Musician Charles Cohen Pleads No Contest in Child Sex Crimes Case

The Rittenhouse Square resident, named a Pew Fellow in 2011, awaits sentencing.

Left: Charles Cohen in a mugshot photo released by the Montgomery County District Attorney's office. Right: Cohen at WXPN studios during a 2015 interview. (Photo via YouTube)

Left: Charles Cohen in a mugshot photo released by the Montgomery County District Attorney’s office. Right: Cohen at WXPN studios during a 2015 interview. | Photo via YouTube

Eleven months after he was arrested in connection with a child sex crimes sting, prominent Philadelphia musician Charles Cohen has entered a no-contest plea in the case.

On Friday in Montgomery County Common Pleas Court, Cohen entered a nolo contendere — or no contest — plea to unlawful contact with a minor, criminal use of a communication facility, and criminal attempted involuntary deviate sexual intercourse with person under the age of 16.

In the eyes of the law, a person entering such a plea is guilty, but the plea itself is not an admission of guilt, the literal meaning being, “I do not wish to contend.” He is awaiting sentencing.

“Due to my client’s health struggles and current ambulatory issues, we decided that fighting these charges would be too stressful for him to endure,” says Scott Harper, Cohen’s attorney. “We have maintained all along that we have a strong entrapment defense to the charges.”

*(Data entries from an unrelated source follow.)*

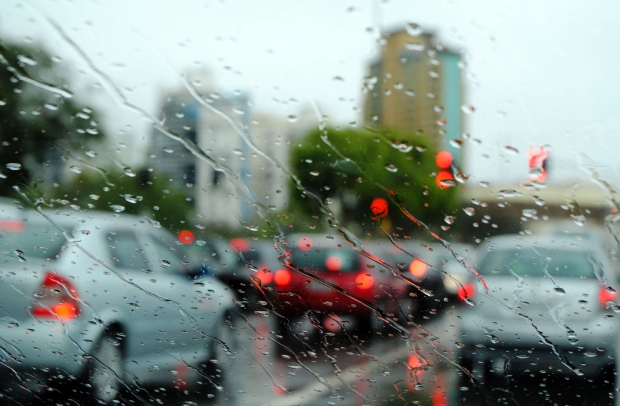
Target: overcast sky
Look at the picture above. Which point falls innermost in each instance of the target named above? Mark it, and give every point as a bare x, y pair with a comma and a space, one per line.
536, 72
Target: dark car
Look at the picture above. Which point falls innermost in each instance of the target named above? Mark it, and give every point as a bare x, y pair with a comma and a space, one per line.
547, 311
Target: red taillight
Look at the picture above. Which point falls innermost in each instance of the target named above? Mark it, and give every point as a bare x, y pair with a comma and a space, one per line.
58, 299
607, 296
282, 277
466, 291
265, 276
418, 268
364, 281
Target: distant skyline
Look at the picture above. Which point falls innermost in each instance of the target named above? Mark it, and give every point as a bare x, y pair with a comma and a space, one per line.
536, 73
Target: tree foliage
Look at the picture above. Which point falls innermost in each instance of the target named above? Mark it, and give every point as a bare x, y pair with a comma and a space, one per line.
353, 167
39, 117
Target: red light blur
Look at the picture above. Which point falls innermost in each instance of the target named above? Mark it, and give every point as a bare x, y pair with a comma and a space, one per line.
239, 244
282, 277
265, 276
417, 268
444, 159
379, 207
333, 263
186, 237
467, 291
305, 243
444, 179
364, 281
606, 295
63, 306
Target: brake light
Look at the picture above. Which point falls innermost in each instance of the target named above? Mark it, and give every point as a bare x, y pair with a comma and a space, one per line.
607, 296
282, 277
333, 263
364, 281
59, 299
466, 291
265, 276
418, 268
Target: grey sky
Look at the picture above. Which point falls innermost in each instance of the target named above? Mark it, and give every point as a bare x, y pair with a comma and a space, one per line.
537, 72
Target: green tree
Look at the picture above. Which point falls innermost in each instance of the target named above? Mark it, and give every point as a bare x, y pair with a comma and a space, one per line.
364, 165
39, 117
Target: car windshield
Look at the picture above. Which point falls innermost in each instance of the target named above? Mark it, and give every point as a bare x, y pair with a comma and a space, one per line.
309, 202
25, 240
531, 263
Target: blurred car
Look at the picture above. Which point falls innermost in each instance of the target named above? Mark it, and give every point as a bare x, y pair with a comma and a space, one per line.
322, 284
548, 312
233, 262
99, 303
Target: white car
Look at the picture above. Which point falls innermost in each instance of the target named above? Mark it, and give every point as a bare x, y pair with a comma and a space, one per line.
100, 304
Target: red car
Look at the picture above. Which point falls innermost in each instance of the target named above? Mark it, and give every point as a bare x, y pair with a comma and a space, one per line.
330, 287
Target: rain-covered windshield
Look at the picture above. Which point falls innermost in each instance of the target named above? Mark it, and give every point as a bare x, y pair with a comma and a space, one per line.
199, 146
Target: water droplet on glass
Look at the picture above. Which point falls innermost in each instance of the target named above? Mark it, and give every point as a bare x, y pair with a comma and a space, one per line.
579, 220
117, 208
467, 109
131, 198
511, 150
251, 227
413, 29
26, 60
508, 193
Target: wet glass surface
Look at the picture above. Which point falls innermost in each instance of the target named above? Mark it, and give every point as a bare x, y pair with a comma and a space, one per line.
374, 203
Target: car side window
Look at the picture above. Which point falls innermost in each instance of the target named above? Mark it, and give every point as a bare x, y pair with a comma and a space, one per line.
125, 250
171, 257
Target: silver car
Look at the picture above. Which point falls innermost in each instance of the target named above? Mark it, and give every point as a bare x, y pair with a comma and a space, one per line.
548, 311
101, 304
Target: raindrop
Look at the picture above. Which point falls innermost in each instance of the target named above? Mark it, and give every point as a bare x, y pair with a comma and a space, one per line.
117, 208
470, 211
511, 150
467, 109
26, 60
251, 227
559, 290
413, 29
131, 198
508, 193
579, 220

Cohen, 70, is a well-known name in experimental music circles throughout the world thanks to his mastery of a unique synthesizer called the Buchla Music Easel, which dates back to the early 1960s. He performed throughout the world. In 2011, the Rittenhouse Square resident was awarded the prestigious Pew Fellowship for his work. Two years later, he was featured on the cover of the City Paper. In a review of his 2015 album Brother I Prove You Wrong, Pitchfork called Cohen a “proper virtuoso.” Many have called him a musical genius.

Cohen was arrested in September 2015 as the result of an undercover sting operation, according to officials. Police said he placed a personal ad on Craigslist searching for a “skinny smooth versatile white guy” for sex and received a response from someone claiming to be a 14-year-old boy. Alas, that “boy” was actually an undercover detective.

Eventually, the detective agreed to meet Cohen for oral sex, and a daytime meeting was set for a shopping center parking lot in Montgomery County, police said. When Cohen showed up for the meeting at the agreed-upon time and place, he was promptly arrested. Police allegedly recovered a cell phone from Cohen that showed the last message sent by the undercover detective.

In June, Montgomery County District Attorney Kevin Steele honored the undercover detective responsible for Cohen’s arrest.

“I’m speechless,” one Cohen collaborator from Philadelphia told us when we asked him about the arrest. “But not shocked.”

Cohen, who is free on $100,000 bail, has not performed publicly since his arrest. A European tour scheduled for last fall was cancelled.

He could face significant jail time. Two of the charges against Cohen are first-degree felonies, each carrying a maximum sentence of 20 years in prison.

“It’s a shame that law enforcement chooses to badger and trick my elderly client into communicating in a way that he never intended,” Harper told us. “Fooling, tricking and scamming elderly people over the Internet is like shooting fish in a barrel. It’s my opinion — and not necessarily my client’s — that the cop’s behavior was more reprehensible than the charges he filed against my client. I’m sure Montgomery County has a backlog of child abuse investigations concerning real children and instead of focusing on the real abusers and real victims, they have decided to devote their limited resources to entrapping people with fake victims.”

Steele, the Montgomery County District Attorney, was not immediately available to respond.